You might notice that I haven’t posted for nine days… I have no excuse; I’ve just been lazy.
It appears that the last thing that I mentioned was starting salsa. So I’ll try to rememeber as many things between then and now as I can. Here we go:
So the first and second salsa classes went well enough. I didn’t enjoy myself, but the experience wasn’t completely awful. We had private instruction both days, in a nice space in a bar called Cuba Mia, and I even got a bit of a handle on some of the extremely simple moves. It was very clear, however, that even two weeks of private instruction would leave me completely incapable of dancing salsa…
The third night was awful. Horrendous, even. We were in a gymnaseum that is about half as far away from our flat as Cuba Mia, and which promptly turned into a sauna once everyone got there and started moving. Our guy who was supposed to be teaching us the basics wasn’t there, and so we had to join the partner-switching ranks of the intermediate group. There were roughly 30 people there, with a nearly perfect man:woman ratio of 1:1. But I had no idea what the hell I was doing. They were working on some sequence of maneuvers that they had started the previous night, which involved some turning, spinning, hugging, strangling, wave-like arm motions, and so on. I didn’t even know how to move my feet properly, so I just did my best to do the arm crap while walking around. Most of my partners were sympathetic, but a few were awfully demanding even though I clearly had no idea what was going on.

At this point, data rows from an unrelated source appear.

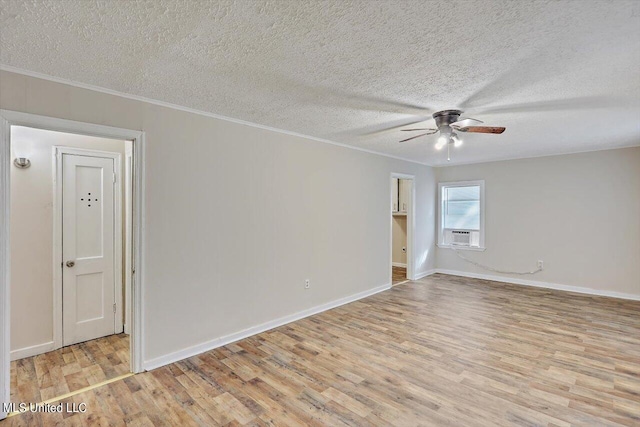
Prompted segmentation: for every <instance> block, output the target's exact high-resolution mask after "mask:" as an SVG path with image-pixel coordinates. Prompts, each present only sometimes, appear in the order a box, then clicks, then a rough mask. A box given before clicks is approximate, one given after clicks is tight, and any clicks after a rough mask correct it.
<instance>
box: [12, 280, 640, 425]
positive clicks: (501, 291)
mask: <svg viewBox="0 0 640 427" xmlns="http://www.w3.org/2000/svg"><path fill="white" fill-rule="evenodd" d="M65 402H74V403H76V404H77V403H80V402H85V403H86V404H87V405H88V411H87V413H85V414H77V413H76V414H58V413H55V414H31V413H26V414H22V415H18V416H15V417H12V418H9V419H8V420H6V421H4V422H2V423H0V425H2V427H5V426H7V427H8V426H34V425H54V424H55V425H74V426H75V425H113V426H119V425H125V424H128V425H140V426H152V425H156V426H175V425H179V426H191V425H230V426H231V425H233V426H237V425H263V426H266V425H312V426H313V425H318V426H319V425H331V426H337V425H368V426H387V425H397V426H412V425H422V426H430V425H433V426H514V425H517V426H569V425H582V426H619V425H623V426H638V425H640V302H636V301H625V300H619V299H613V298H604V297H592V296H585V295H579V294H572V293H566V292H560V291H552V290H545V289H539V288H532V287H525V286H517V285H508V284H504V283H496V282H488V281H483V280H477V279H468V278H460V277H454V276H445V275H440V274H438V275H434V276H430V277H428V278H425V279H422V280H420V281H418V282H410V283H407V284H404V285H400V286H396V287H394V288H392V289H391V290H389V291H386V292H382V293H379V294H376V295H374V296H371V297H369V298H366V299H363V300H360V301H357V302H354V303H351V304H348V305H345V306H342V307H339V308H336V309H334V310H331V311H328V312H324V313H321V314H318V315H315V316H312V317H309V318H306V319H303V320H300V321H297V322H294V323H291V324H288V325H285V326H282V327H279V328H276V329H273V330H271V331H268V332H265V333H262V334H259V335H256V336H253V337H250V338H247V339H244V340H242V341H239V342H237V343H234V344H230V345H227V346H224V347H221V348H218V349H216V350H212V351H209V352H206V353H203V354H201V355H198V356H194V357H191V358H189V359H186V360H183V361H180V362H177V363H174V364H171V365H168V366H165V367H163V368H159V369H156V370H153V371H151V372H145V373H143V374H139V375H136V376H133V377H129V378H127V379H124V380H121V381H117V382H114V383H112V384H109V385H106V386H104V387H101V388H97V389H94V390H91V391H89V392H85V393H82V394H79V395H76V396H73V397H72V398H69V399H67V400H66V401H65Z"/></svg>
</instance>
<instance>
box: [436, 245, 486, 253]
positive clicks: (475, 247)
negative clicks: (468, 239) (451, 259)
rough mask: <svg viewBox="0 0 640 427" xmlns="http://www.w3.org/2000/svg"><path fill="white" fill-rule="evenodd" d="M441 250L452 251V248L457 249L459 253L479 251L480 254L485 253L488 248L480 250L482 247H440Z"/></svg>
mask: <svg viewBox="0 0 640 427" xmlns="http://www.w3.org/2000/svg"><path fill="white" fill-rule="evenodd" d="M438 247H439V248H442V249H451V248H456V250H458V251H479V252H483V251H485V250H486V249H487V248H480V247H477V248H476V247H470V246H457V245H440V244H439V245H438Z"/></svg>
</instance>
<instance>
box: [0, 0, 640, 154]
mask: <svg viewBox="0 0 640 427" xmlns="http://www.w3.org/2000/svg"><path fill="white" fill-rule="evenodd" d="M0 7H1V12H0V19H1V20H0V62H1V63H2V64H3V65H6V66H10V67H17V68H19V69H23V70H28V71H32V72H38V73H43V74H47V75H49V76H53V77H58V78H63V79H68V80H72V81H76V82H80V83H85V84H90V85H96V86H100V87H103V88H108V89H111V90H116V91H120V92H124V93H127V94H132V95H137V96H143V97H147V98H152V99H156V100H160V101H164V102H169V103H173V104H177V105H181V106H185V107H190V108H194V109H198V110H203V111H206V112H211V113H216V114H221V115H225V116H229V117H233V118H237V119H242V120H247V121H251V122H255V123H259V124H262V125H267V126H272V127H276V128H280V129H285V130H288V131H292V132H299V133H302V134H305V135H310V136H314V137H318V138H324V139H328V140H331V141H336V142H340V143H344V144H349V145H352V146H355V147H360V148H364V149H368V150H373V151H377V152H381V153H386V154H390V155H393V156H398V157H402V158H406V159H410V160H414V161H419V162H424V163H427V164H431V165H440V164H447V162H446V154H444V153H443V152H440V151H436V150H435V149H434V143H435V140H436V136H426V137H423V138H418V139H415V140H413V141H410V142H407V143H403V144H399V143H398V140H399V139H401V138H403V137H407V136H410V134H409V133H408V132H400V131H399V129H400V128H396V129H392V130H387V131H381V132H378V131H380V130H381V129H383V128H385V127H389V126H393V125H401V124H405V123H410V122H413V121H416V120H427V119H429V118H430V115H431V113H432V112H434V111H436V110H440V109H450V108H455V107H462V108H463V109H464V110H465V111H467V114H466V115H468V116H471V117H476V118H478V119H481V120H483V121H484V122H485V123H486V124H488V125H500V126H506V127H507V131H506V132H505V133H504V134H502V135H482V134H466V135H464V142H465V143H464V145H463V146H462V147H460V148H456V149H455V150H454V151H453V152H452V159H451V160H452V161H451V164H456V163H469V162H479V161H488V160H497V159H506V158H519V157H531V156H540V155H549V154H557V153H566V152H576V151H587V150H595V149H604V148H614V147H621V146H630V145H640V71H639V70H640V2H638V1H624V0H613V1H589V0H579V1H548V2H547V1H489V0H482V1H477V2H475V1H470V0H467V1H451V0H446V1H397V2H396V1H354V2H350V1H329V2H325V1H300V0H298V1H227V2H205V1H199V2H195V1H187V2H184V1H180V2H178V1H164V0H163V1H102V2H94V1H88V0H86V1H64V0H59V1H48V2H44V1H11V0H9V1H6V0H3V1H0ZM424 124H425V125H427V126H431V125H433V121H432V120H429V121H426V122H425V123H424Z"/></svg>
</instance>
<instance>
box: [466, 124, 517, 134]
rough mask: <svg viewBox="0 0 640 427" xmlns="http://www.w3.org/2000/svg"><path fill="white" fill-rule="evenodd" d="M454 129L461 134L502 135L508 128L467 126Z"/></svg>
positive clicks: (502, 127) (484, 126)
mask: <svg viewBox="0 0 640 427" xmlns="http://www.w3.org/2000/svg"><path fill="white" fill-rule="evenodd" d="M454 129H455V130H457V131H460V132H470V133H496V134H500V133H502V132H504V131H505V130H506V129H507V128H503V127H497V126H465V127H458V126H455V127H454Z"/></svg>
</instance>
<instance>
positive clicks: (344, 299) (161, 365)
mask: <svg viewBox="0 0 640 427" xmlns="http://www.w3.org/2000/svg"><path fill="white" fill-rule="evenodd" d="M387 289H391V284H386V285H382V286H378V287H375V288H373V289H369V290H367V291H363V292H359V293H357V294H353V295H349V296H347V297H344V298H340V299H337V300H335V301H331V302H328V303H326V304H322V305H319V306H316V307H312V308H309V309H307V310H303V311H299V312H297V313H294V314H290V315H288V316H284V317H280V318H278V319H275V320H272V321H270V322H266V323H262V324H260V325H256V326H253V327H251V328H248V329H244V330H242V331H239V332H236V333H233V334H229V335H225V336H222V337H220V338H216V339H213V340H210V341H207V342H203V343H201V344H197V345H194V346H191V347H187V348H185V349H183V350H179V351H176V352H173V353H169V354H166V355H164V356H160V357H156V358H154V359H151V360H147V361H145V362H144V363H143V367H144V369H145V370H147V371H150V370H152V369H156V368H159V367H161V366H165V365H168V364H170V363H174V362H177V361H179V360H183V359H186V358H189V357H192V356H195V355H197V354H200V353H204V352H205V351H209V350H213V349H215V348H218V347H222V346H224V345H227V344H231V343H232V342H235V341H239V340H241V339H244V338H247V337H250V336H252V335H256V334H259V333H261V332H264V331H268V330H269V329H273V328H277V327H278V326H282V325H286V324H287V323H291V322H295V321H296V320H300V319H304V318H305V317H309V316H312V315H314V314H318V313H321V312H323V311H327V310H331V309H332V308H336V307H339V306H341V305H344V304H348V303H350V302H353V301H357V300H359V299H362V298H366V297H368V296H371V295H373V294H377V293H378V292H382V291H386V290H387Z"/></svg>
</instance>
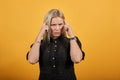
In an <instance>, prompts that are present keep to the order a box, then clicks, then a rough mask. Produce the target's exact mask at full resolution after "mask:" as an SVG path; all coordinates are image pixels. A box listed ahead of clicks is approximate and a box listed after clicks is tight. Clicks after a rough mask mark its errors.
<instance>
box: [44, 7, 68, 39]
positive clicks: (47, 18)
mask: <svg viewBox="0 0 120 80" xmlns="http://www.w3.org/2000/svg"><path fill="white" fill-rule="evenodd" d="M55 17H60V18H62V19H63V21H64V20H65V17H64V14H63V13H62V12H61V11H60V10H58V9H51V10H50V11H49V12H48V13H47V14H46V15H45V17H44V23H45V24H46V25H47V26H48V27H49V30H48V32H46V33H45V34H44V36H43V39H44V40H48V41H50V35H51V29H50V24H51V21H52V18H55ZM64 23H65V22H64ZM61 35H63V36H66V33H65V30H64V28H63V29H62V33H61Z"/></svg>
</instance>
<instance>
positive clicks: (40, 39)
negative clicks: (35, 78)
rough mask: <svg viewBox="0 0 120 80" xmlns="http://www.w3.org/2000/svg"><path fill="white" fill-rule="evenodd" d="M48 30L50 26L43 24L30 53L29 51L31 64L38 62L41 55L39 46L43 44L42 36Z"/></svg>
mask: <svg viewBox="0 0 120 80" xmlns="http://www.w3.org/2000/svg"><path fill="white" fill-rule="evenodd" d="M46 30H47V31H48V26H46V25H45V24H44V25H43V26H42V28H41V31H40V32H39V34H38V36H37V38H36V40H35V42H34V44H33V46H32V47H31V49H30V51H29V53H28V61H29V62H30V63H31V64H34V63H36V62H38V60H39V56H40V51H39V47H40V44H41V38H42V36H43V34H44V33H45V31H46Z"/></svg>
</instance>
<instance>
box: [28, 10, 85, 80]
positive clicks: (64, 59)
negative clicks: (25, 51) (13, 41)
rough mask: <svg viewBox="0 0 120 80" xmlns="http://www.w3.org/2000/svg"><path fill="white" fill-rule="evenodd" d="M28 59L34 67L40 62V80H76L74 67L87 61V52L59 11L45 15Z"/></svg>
mask: <svg viewBox="0 0 120 80" xmlns="http://www.w3.org/2000/svg"><path fill="white" fill-rule="evenodd" d="M66 33H67V35H68V37H69V38H68V37H67V36H66ZM27 59H28V61H29V62H30V63H31V64H34V63H37V62H39V65H40V77H39V80H76V76H75V72H74V63H79V62H80V61H81V60H83V59H84V52H83V51H82V48H81V43H80V41H79V39H78V38H77V37H75V36H74V34H73V33H72V30H71V27H70V26H69V25H68V24H67V23H66V21H65V17H64V15H63V13H62V12H61V11H59V10H58V9H52V10H50V11H49V12H48V13H47V14H46V16H45V19H44V24H43V26H42V28H41V30H40V32H39V34H38V36H37V38H36V40H35V42H34V44H33V45H32V46H31V49H30V51H29V52H28V54H27Z"/></svg>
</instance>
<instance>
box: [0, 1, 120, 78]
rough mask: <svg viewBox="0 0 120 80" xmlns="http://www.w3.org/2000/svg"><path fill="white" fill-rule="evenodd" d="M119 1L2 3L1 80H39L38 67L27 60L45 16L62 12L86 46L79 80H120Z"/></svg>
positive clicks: (0, 12) (1, 40)
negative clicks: (43, 18)
mask: <svg viewBox="0 0 120 80" xmlns="http://www.w3.org/2000/svg"><path fill="white" fill-rule="evenodd" d="M119 4H120V1H119V0H1V1H0V80H37V78H38V76H39V67H38V64H35V65H31V64H29V63H28V62H27V61H26V59H25V56H26V53H27V51H28V50H29V49H30V48H29V46H30V44H31V43H33V42H34V40H35V38H36V36H37V34H38V32H39V31H40V28H41V25H42V23H43V18H44V15H45V14H46V13H47V11H49V10H50V9H52V8H58V9H60V10H61V11H63V13H64V14H65V16H66V21H67V22H68V23H69V24H70V25H71V27H72V29H73V32H74V34H75V35H76V36H78V37H79V38H80V40H81V42H82V45H83V50H84V51H85V53H86V57H85V60H84V61H82V62H81V63H79V64H76V65H75V72H76V75H77V78H78V80H120V6H119Z"/></svg>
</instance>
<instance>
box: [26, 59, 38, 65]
mask: <svg viewBox="0 0 120 80" xmlns="http://www.w3.org/2000/svg"><path fill="white" fill-rule="evenodd" d="M28 62H29V63H30V64H35V63H37V60H34V59H29V58H28Z"/></svg>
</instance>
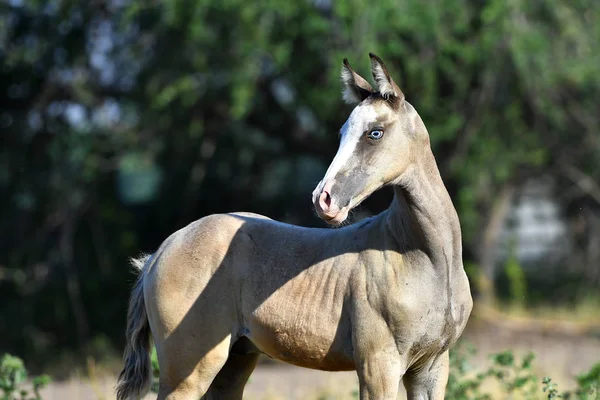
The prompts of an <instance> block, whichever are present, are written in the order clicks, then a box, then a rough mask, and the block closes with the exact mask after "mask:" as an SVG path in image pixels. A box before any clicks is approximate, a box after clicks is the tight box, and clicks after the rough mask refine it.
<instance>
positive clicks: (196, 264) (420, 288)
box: [117, 54, 472, 400]
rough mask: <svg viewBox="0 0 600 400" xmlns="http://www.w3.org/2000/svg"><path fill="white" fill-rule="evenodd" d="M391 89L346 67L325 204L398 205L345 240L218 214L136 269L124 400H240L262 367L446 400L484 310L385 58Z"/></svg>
mask: <svg viewBox="0 0 600 400" xmlns="http://www.w3.org/2000/svg"><path fill="white" fill-rule="evenodd" d="M370 56H371V64H372V72H373V76H374V79H375V81H376V83H377V87H378V90H374V89H373V88H372V87H371V85H369V83H368V82H367V81H366V80H365V79H363V78H362V77H360V76H359V75H358V74H356V73H355V72H354V71H353V70H352V69H351V68H350V65H349V64H348V62H347V61H346V60H344V65H343V68H342V80H343V83H344V87H345V90H344V99H345V100H346V101H348V102H354V103H358V105H357V106H356V107H355V108H354V110H353V111H352V113H351V114H350V117H349V118H348V120H347V121H346V123H345V124H344V126H343V127H342V129H341V142H340V147H339V150H338V152H337V154H336V156H335V158H334V159H333V162H332V163H331V165H330V166H329V169H328V170H327V172H326V174H325V177H324V178H323V180H322V181H321V182H320V183H319V184H318V186H317V188H316V189H315V191H314V192H313V203H314V205H315V208H316V210H317V213H318V214H319V216H320V217H321V218H323V219H324V220H326V221H328V222H329V223H331V224H333V225H337V224H340V223H342V222H343V221H344V220H345V219H346V217H347V215H348V212H349V211H350V210H351V209H352V208H354V207H356V206H357V205H358V204H359V203H360V202H361V201H363V200H364V199H365V198H367V197H368V196H369V195H370V194H371V193H373V192H374V191H375V190H377V189H379V188H381V187H382V186H384V185H390V186H392V187H393V188H394V191H395V196H394V200H393V202H392V204H391V205H390V207H389V208H388V209H387V210H386V211H384V212H383V213H381V214H379V215H377V216H375V217H372V218H370V219H367V220H364V221H361V222H360V223H356V224H354V225H349V226H346V227H344V228H340V229H309V228H303V227H299V226H293V225H287V224H284V223H281V222H277V221H273V220H271V219H268V218H266V217H263V216H260V215H256V214H248V213H234V214H223V215H211V216H208V217H205V218H202V219H200V220H198V221H196V222H193V223H191V224H190V225H188V226H187V227H185V228H183V229H181V230H179V231H177V232H175V233H174V234H172V235H171V236H170V237H169V238H168V239H166V240H165V242H164V243H163V244H162V245H161V246H160V248H159V249H158V251H157V252H156V253H154V254H153V255H151V256H149V257H146V258H144V259H141V260H137V261H135V265H136V266H137V267H138V269H139V270H140V276H139V278H138V280H137V283H136V285H135V287H134V289H133V292H132V296H131V303H130V306H129V313H128V325H127V339H128V344H127V348H126V350H125V368H124V370H123V372H121V375H120V377H119V383H118V387H117V394H118V399H120V400H123V399H133V398H137V396H139V395H141V394H144V393H145V392H146V391H147V390H148V386H149V383H150V361H149V356H148V351H149V347H150V334H151V335H152V338H153V339H154V343H155V345H156V351H157V355H158V362H159V365H160V389H159V394H158V397H159V399H171V400H174V399H177V400H197V399H199V398H201V397H202V396H205V397H204V398H205V399H241V398H242V393H243V390H244V385H245V384H246V381H247V380H248V377H249V376H250V374H251V373H252V370H253V369H254V367H255V365H256V361H257V358H258V355H259V354H260V353H263V354H266V355H268V356H270V357H272V358H276V359H279V360H283V361H286V362H288V363H291V364H295V365H299V366H303V367H307V368H315V369H320V370H327V371H342V370H356V371H357V373H358V377H359V382H360V398H361V399H362V400H366V399H378V400H380V399H390V400H391V399H396V397H397V393H398V385H399V383H400V380H402V381H403V382H404V385H405V387H406V390H407V393H408V397H409V399H443V398H444V392H445V387H446V382H447V379H448V348H449V347H450V346H451V345H452V344H453V343H454V342H455V341H456V340H457V339H458V337H459V336H460V335H461V333H462V331H463V329H464V327H465V324H466V322H467V319H468V317H469V315H470V312H471V307H472V300H471V294H470V290H469V282H468V280H467V276H466V274H465V272H464V269H463V264H462V248H461V232H460V225H459V221H458V217H457V215H456V211H455V209H454V207H453V205H452V202H451V200H450V197H449V195H448V192H447V191H446V188H445V187H444V184H443V182H442V179H441V177H440V174H439V171H438V168H437V166H436V162H435V159H434V157H433V154H432V152H431V148H430V144H429V136H428V133H427V129H426V128H425V125H424V124H423V122H422V121H421V118H420V117H419V115H418V114H417V112H416V111H415V109H414V108H413V106H411V105H410V104H409V103H408V102H407V101H406V100H405V99H404V95H403V94H402V91H401V90H400V89H399V88H398V86H397V85H396V84H395V83H394V81H393V80H392V78H391V77H390V75H389V73H388V71H387V69H386V67H385V66H384V64H383V62H382V61H381V60H380V59H379V58H378V57H377V56H375V55H373V54H371V55H370Z"/></svg>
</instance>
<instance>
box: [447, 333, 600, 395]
mask: <svg viewBox="0 0 600 400" xmlns="http://www.w3.org/2000/svg"><path fill="white" fill-rule="evenodd" d="M475 353H476V351H475V349H474V348H473V347H471V346H469V345H468V344H464V343H461V344H459V345H458V346H456V347H455V348H454V349H453V350H451V352H450V376H449V377H448V386H447V389H446V398H447V399H453V400H454V399H457V400H486V399H492V398H494V397H493V396H492V395H491V394H489V393H483V392H482V385H483V384H484V382H490V381H491V382H495V383H498V384H500V387H501V389H502V391H503V395H505V396H506V397H503V398H516V399H525V400H529V399H532V400H533V399H539V398H540V393H543V394H544V395H545V396H546V397H547V398H548V399H557V398H562V399H571V400H575V399H577V400H593V399H596V396H597V393H598V389H599V388H600V363H598V364H596V365H595V366H593V367H592V368H591V370H590V371H588V372H587V373H584V374H581V375H579V376H578V377H577V388H575V389H574V390H572V391H565V392H560V391H559V389H558V385H557V384H556V383H554V382H553V381H552V379H551V378H549V377H544V379H542V380H541V381H540V380H539V379H538V377H537V376H536V375H535V374H534V372H533V361H534V358H535V357H534V354H533V353H529V354H527V355H525V357H523V358H522V359H517V358H516V357H515V355H514V353H513V352H512V351H510V350H506V351H503V352H500V353H497V354H494V355H492V356H491V362H492V365H491V366H490V367H488V368H487V369H486V370H484V371H483V372H481V371H480V372H478V373H475V372H474V371H473V369H472V367H471V366H470V364H469V359H470V358H471V357H473V356H474V355H475ZM539 382H541V384H542V387H541V390H540V387H539Z"/></svg>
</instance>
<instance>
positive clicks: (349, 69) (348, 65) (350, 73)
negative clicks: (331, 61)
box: [342, 58, 373, 104]
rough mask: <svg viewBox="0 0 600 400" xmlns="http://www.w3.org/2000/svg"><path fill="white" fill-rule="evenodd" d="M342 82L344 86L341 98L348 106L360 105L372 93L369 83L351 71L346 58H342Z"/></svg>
mask: <svg viewBox="0 0 600 400" xmlns="http://www.w3.org/2000/svg"><path fill="white" fill-rule="evenodd" d="M342 82H343V84H344V90H343V92H342V97H343V98H344V101H345V102H346V103H348V104H356V103H360V102H361V101H363V100H364V99H366V98H367V97H369V95H370V94H371V93H373V88H372V87H371V85H370V84H369V82H367V81H366V80H365V79H364V78H363V77H362V76H360V75H358V74H357V73H356V72H354V70H352V68H351V67H350V63H348V59H347V58H344V65H342Z"/></svg>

So after apologizing to 15 women for my suckiness, not learning anything, feeling like an idiot, and then dripping sweat and nearly having a heat stroke to boot, I decided that it would be my last week of salsa. Ever.
The next night (Thursday), the Don Quijote school had a introductory salsa class, so we figured we’d give that a shot and see if we might learn anything. We didn’t, and it was a slightly bizarre experience. The instructor showed up on Mexico time (10+ minutes late), set up a crappy CD player, and then stunned us with his extremely tight pants. As the gf whispered: “those could be my yoga pants…” Then he had us step quickly and shake our butts around, before walking us through some basic partner-dancing. The partner-dancing wasn’t bad, but it seemed to be an entirely different dance than the one we had been learning the three nights before. So although the class was bearable, it wasn’t really worth much.
Fortunately the gf decided over the weekend that we didn’t need to go to salsa this week, so I didn’t have to go through the process of trying to get out of it without causing emotional damage. I’m not exactly sure why she made that decision, but I have a feeling it had something to do with her recognizing my extreme desire to not have to do it anymore.
Now let’s see… That covers the salsa bit, now I just have to remember what else we did…
Some day last week we went to the Museo de las Leyendas de Guanajuato (Museum of Guanajuato Legends) with a girl from our class. This was an incredibly odd, though not bad, museum. Basically, we payed 50 pesos to get in (que caro!) and then ended up with a guide who walked us through everything while explaining in Spanish, meaning that we spent most of the time deeply confused. The guide would walk us through dark, maze-like passages until would arrive at glass-enclosed displayes. She would then say something in Spanish about the legend being enacted in the case, just before flipping on a switch that would set some animatronics in motion. The some machines would whirr and teddy-bears, barbies, mummies, skeletons, and the like (depending on the particular legend) would do something and say some stuff (also in Spanish).
We left the museum without having learned any of the legends of guanajuato, but we got to see some entertaining displays. At one point, we were underground below a “graveyard” and would look into coffins to see things like a knitting skeleton, or a skeleton reading skeleton pr0n (I’m not kidding) while his skeleton-goldfish swam around in a fishbowl. At another, the guide flipped on the lights in the hallway so that we could see our reflections in the class, at which point some ghostly figures behind the glass would move across, lit up by a black light. The effect was that it seemed that we were seeing ghosts walking through our reflections in the mirror. All of the ghosts were drunk (still not kidding), and one came through on his back giving cat whistles, as if he was looking up our skirts (none of us were wearing skirts)…
So that museum is probably worth a trip, even if just for the sheer ridiculousness of the place.
I’m sure that there was more that we did, but I can’t remember at the moment. I’ll post more as I think of it.